Most of us take it for granted that our gender identity matches the anatomy we were born with. But what if it didn’t? How do you explain that to someone who has no concept of what that discrepancy actually means? How do you truly justify and quantify and qualify your inner gender identity? I can’t fathom how painful it must be to have to go through that process and explain to the world that the core identity and soul have been mismatched with your body. Guilty until proven innocent, in a manner of speaking.

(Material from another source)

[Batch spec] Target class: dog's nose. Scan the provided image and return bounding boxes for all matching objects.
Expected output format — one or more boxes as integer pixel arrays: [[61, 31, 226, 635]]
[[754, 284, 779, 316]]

When I receive comments that suggest that I should force Alex to comply with societal standards of proper gender expression, I find myself at a loss for words. These are the people who truly do not understand the turmoil going on beneath the facade. These are the people who, if they only knew Alex and walked a mile in my shoes, might have a different perspective. These are the people think that “children are too young to make these decisions” and “he’s too young to know what to think.” I would like to believe that they are well-intentioned people, who are simply not educated or are misinformed on the subject. No one wants to be invalidated. Surely even these people can relate to that.
So, in the interest of trying to provide better insight and clarity to these people, I ask only this: if you forced your 6-year-old gender conforming boy to wear a dress to school, even in the first grade when he apparently supposedly doesn’t have the wherewithal to form an opinion about such matters, would he protest? And would you force him to wear the dress even knowing how much anguish it caused him? Would you stop and reflect and say to yourself, In the bigger picture, how important is this really that I let him wear what he's comfortable in?
Some battles should be picked. Ones in which bodily or mental harm will be inflicted to self or others, or ones involving the debate about whether it's ok to only brush your teeth once a day, and whether the human body can subsist on donuts alone, for example.
But in my world, there is plenty enough to take on without the overhead of forcing Alex into an identity that does not reflect his inner self. Denying him that self-expression is to deny who he really is on the inside. How he presents himself is how he sees himself. Not allowing would be the same as telling him that he is somehow not ok. And quite simply, I disagree with that. Not only is he ok on the inside, he's brilliant!